I dipendenti sono stati avvisati con un’asciutta comunicazione in cui si chiede loro di avere pazienza, per il momento il giornale deve fermarsi. Sui social media la notizia si è diffusa con effetto immediato: una manifestazione organizzata in poche ore ha raccolto davanti al Parlamento almeno 2000 persone la sera di sabato. 
La reazione
I redattori del giornale hanno creato una pagina Facebook “redazionale” ma pubblica come alternativa a quella ufficiale (cui non hanno più accesso) come unico canale di comunicazione con i loro lettori. I deputati del partito socialista MSzP si sono recati alla plenaria di oggi in Parlamento con una copia del Népszabadság in mano, mentre quelli del partito DK (Coalizione Democratica) dell’ex pm Ferenc Gyurcsány sono in sciopero permanente fino a che non saranno presi provvedimenti.

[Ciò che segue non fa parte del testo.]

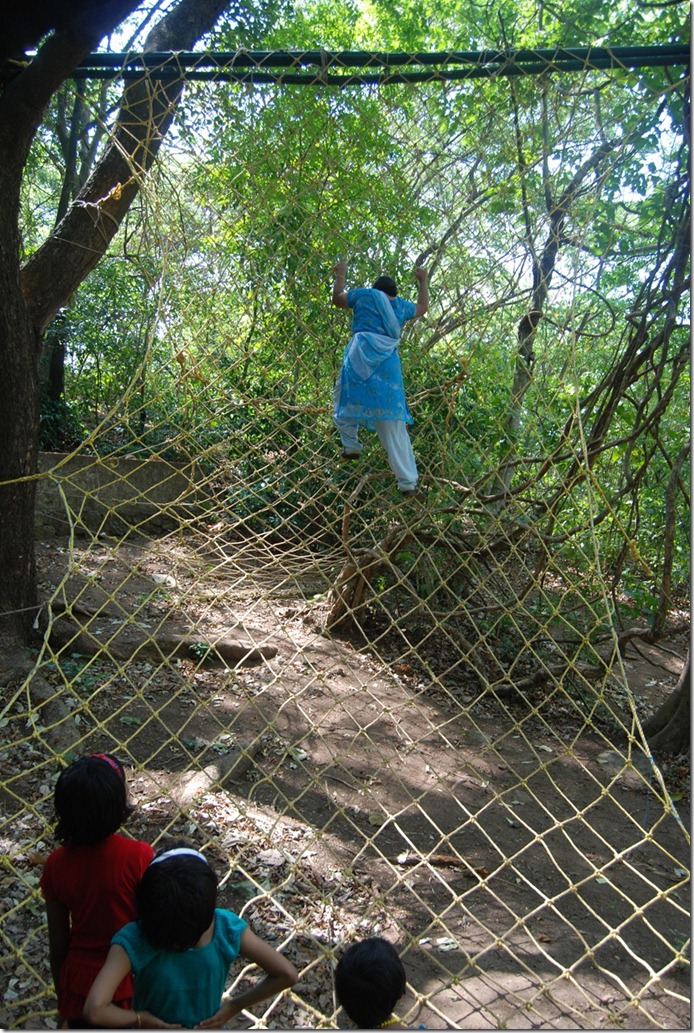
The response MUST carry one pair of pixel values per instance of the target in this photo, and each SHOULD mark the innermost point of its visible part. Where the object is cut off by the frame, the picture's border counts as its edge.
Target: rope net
(381, 715)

La chiusura del “Népszabi” ha generato molte domande e accuse. Come già successo poche settimane fa con l’esplosione di un ordigno vicino ad Oktogon, il fatto ha generato numerose speculazioni contro Viktor Orbán. L’ultima edizione dello storico quotidiano titolava contro le spese dei politici al governo e contro vicende personali che riguardano il governatore della Banca Centrale, ex ministro di Orbán. D’altrocanto nell’Ungheria di questi anni il pluralismo dell’informazione non è mai venuto a mancare, a prescindere dalla legge sui media che nel 2010 ha fatto tuonare sul rischio di perdita della libertà di stampa. Difficile sapere quale sia la verità, ma la rapidità con cui i cittadini si sono schierati alla difesa del quotidiano e la quantità di insoddisfazioni dimostrate nei confronti del governo suggeriscono che questo sia un momento cruciale per la politica della nazione ungherese.